Veo la cara de Rebeca como los místicos veían el rostro de Díos, entre brumas, esperando la verdad que debía ser revelada.

—Yo te amaré, te seguiré a todas partes. ¡Porque soy un militante de nuestra liberación! —me dice mi subconsciente.

Esto soy yo.

Esto soy yo explicándole a una víctima cómo dejar de serlo.

Esto soy yo explicándole a una mujer lo que es una víctima.

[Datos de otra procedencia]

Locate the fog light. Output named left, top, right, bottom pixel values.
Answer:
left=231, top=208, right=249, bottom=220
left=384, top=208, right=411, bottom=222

Me ahogo. Me ahogo en mis propios pensamientos. Llevo meses hablando en nombre de terceros. Necesito aire. Corro entre las mesas, sin prestar atención a mis amigos, ni a sus hijos, ni a las sillas. Empujo una bandeja de comida, que vuela por la sala y forma un arcoíris de fideos y albóndigas. Necesito aire. Salgo. Desaparezco.

El piloto rojo se dispara: yo tampoco distingo los colores.

Mis pies se mueven tan rápido como los impulsos eléctricos de mi cerebro. La calle se convierte en una pista de atletismo, pierdo la visión periférica, me concentro en un punto lejano del horizonte. El corazón me baja al estómago, y de ahí al intestino.

Mírate. Eres tu propio resumen de crímenes: ahí están las bromas sexuales, la usurpación, los silencios cómplices, todas las veces que no has escuchado lo que te decía una mujer, tu condescendencia. Ahí estás, usando la magnitud de tus conocimientos para volver al pecado original, sintiendo el poder que ejerces sobre ellas cuando hablas, disfrutándolo: «Quiero que me obedezcas, quiero controlarte, quiero educarte. Quiero usar lo que sabes en mi beneficio». No has sido un aliade, sino un hostigador. Tu liberación cognitiva es un fraude. Has dejado de mirar a los hombres, cuando era sobre ellos donde debías situar el peso bruto de tu testimonio. Has dejado de mirarlos porque los hombres nunca son objeto. Has dejado de mirarlos porque los hombres son el sujeto de una frase que llevas pronunciando décadas, de la que tú siempre has sido el verbo del tango.

Así que mírate.

Paro de correr cuando noto cristales en las piernas. Me tumbo en el suelo, boca arriba, intentando abrirme las costillas para dejar espacio a los pulmones.

Me mareo.

Y antes de perder el conocimiento, porque sé que lo voy a perder en uno, dos minutos, oigo cómo respiran a mi alrededor, cómo intentan moverme, cómo llaman por teléfono a los paramédicos. Muevo una mano para decirles que estoy bien, que no me pasa nada. Solo necesito aire. Un poco de espacio. Algo de tiempo para admitir que me he comportado como un monstruo, y que por tanto, dado que ya no puedo corregir esta monstruosa realidad, esta montaña de contradicciones que han terminado por convertirse en la definición exacta de mi culpa, es justo que le devuelva al mundo todo lo que le he quitado, es justo que me señalen y que me persigan, y que mi último acto de responsabilidad sea, he dictado sentencia, ser el monstruo.

Hacer de mí un ejemplo, un símbolo, un molde que romper.

Cuando me levanto no soy yo, ni él es Glez.